California Sinks “Marine Degradable” Plastic Claims
The California State Legislature has passed a bill that further restricts environmental marketing claims for plastic products. AB 2287 would expand restrictions on plastic degradability claims by eliminating the option of marine degradable claims, although it still permits compostability claims that comply with state requirements. The bill passed the Senate on August 29, 2020, the Assembly on August 30, 2020, and was enrolled on September 1, 2020. Governor Gavin Newsom has 12 days to sign or veto it. If Governor Newsom take no action, under state rules, the bill will automatically become law on September 30, 2020.
Under existing California law, companies must meet specific ASTM standards before making a compostable claim for plastic products, but most degradability claims for plastics are effectively barred. This is because the legislature has not recognized specific methods for substantiating soil and landfill degradability claims, even though a variety of standardized methods exist around the world. However, “marine degradable” claims have been permitted for products that passed ASTM D7081 testing. AB2287 eliminates this reference, thus effectively barring “marine degradable” claims along with other degradability claims for plastics.

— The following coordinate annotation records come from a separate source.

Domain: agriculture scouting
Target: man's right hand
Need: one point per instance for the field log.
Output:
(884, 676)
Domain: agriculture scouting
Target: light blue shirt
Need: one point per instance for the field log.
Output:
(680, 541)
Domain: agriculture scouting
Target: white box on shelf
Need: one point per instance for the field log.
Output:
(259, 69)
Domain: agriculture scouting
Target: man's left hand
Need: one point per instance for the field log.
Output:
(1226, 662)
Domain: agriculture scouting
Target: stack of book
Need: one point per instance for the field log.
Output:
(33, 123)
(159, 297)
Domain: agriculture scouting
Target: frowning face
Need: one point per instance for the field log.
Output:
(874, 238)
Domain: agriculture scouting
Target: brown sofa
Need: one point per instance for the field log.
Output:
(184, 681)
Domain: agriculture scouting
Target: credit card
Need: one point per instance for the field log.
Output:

AB 2287 contains a narrow exception allowing agricultural or horticultural mulch film for use in commercial farming applications to be labeled “soil biodegradable,” but only if the California Department of Resource Recycling (the Department) adopts EN 17033:2018 (“Plastics – Biodegradable mulch films for use in agriculture or horticulture – Requirements and test methods”), or an equivalent or more stringent standard.
Other changes in AB 2287 include a new requirement for the Statewide Commission on Recycling Markets and Curbside Recycling (the Commission), convened by the Department under the existing law, to issue preliminary recommendations for achieving market development and waste reduction goals by January 1, 2021. The Commission must issue final policy recommendations, after giving the public an opportunity to review and comment on the recommendations and identify products that are recyclable or compostable and regularly collected in curbside recycling programs by July 1, 2021. AB 2287 also gives the Director of the Department the authority to issue guidelines to determine “whether a plastic product is not compliant with the applicable labeling requirements, and whether a plastic product is designed, pigmented, or advertised in a manner that is misleading to consumers.”
In light of this legislative action, manufacturers of plastic products of all types will need to carefully evaluate the restrictions and requirements of the law. They may need to reassess not only their current marine degradability claims, but other environmental marketing claims as well. The potential for these new restrictions to impinge on truthful commercial speech as new materials and products are developed with properties that differ substantially from traditional fossil-fuel based plastics is also a potential consideration for businesses.